Table[Sequence @@ ConstantArray[1, i], {i, 2}]
(*
->{1,1,1}
*)

But ... Are there ways to return a list with LESS cardinality than the iterator?

A simple example:

Table[Sequence @@ ConstantArray[1, i - 1], {i, 2}]
Out[1] = {1}

This need not always return a list with smaller cardinality. For e.g., {i,3} returns equal and {i,4} returns more.

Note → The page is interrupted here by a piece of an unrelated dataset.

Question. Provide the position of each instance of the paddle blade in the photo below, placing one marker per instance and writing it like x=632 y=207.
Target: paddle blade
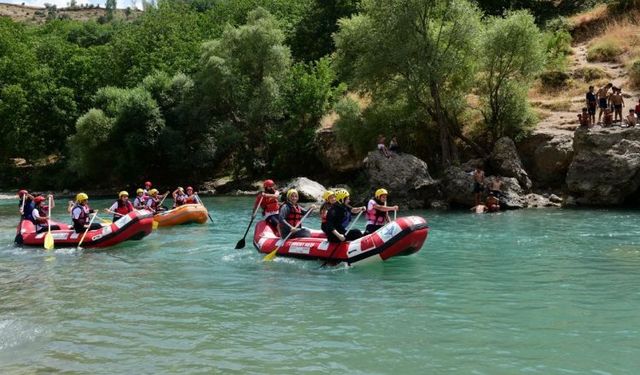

Or an even sillier example would be

Table[Sequence @@ {}, {i, 2}]

but I don't know if it counts.

You could also use Piecewise inside Table

Table[Sequence @@ Piecewise[{
    {ConstantArray[1, i], i < 3},
    {ConstantArray[2, i], 3 <= i < 5},
    {{}, i >= 5}}],
 {i, 20}]

Out[2] = {1, 1, 1, 2, 2, 2, 2, 2, 2, 2}

This should work:

Table[Sequence @@ {}, {i, 10}]

Assuming that I now understand your intent, I do not see the advantage to "on the fly" elimination within Table itself. One could accomplish it with something like:

Table[If[EvenQ@i, i, ##&[]], {i, 25}]

but it is faster to use Join:

Join @@ Table[If[EvenQ@i, {i}, {}], {i, 25}]

or DeleteCases:

DeleteCases[Table[If[EvenQ@i, i], {i, 25}], , 1]

and in this simple case, Select is more than twice as fast:

Table[i, {i, 25}] ~Select~ EvenQ

If it is a matter of memory usage, the first method using Sequence does come out ahead, but the Join method is not far behind.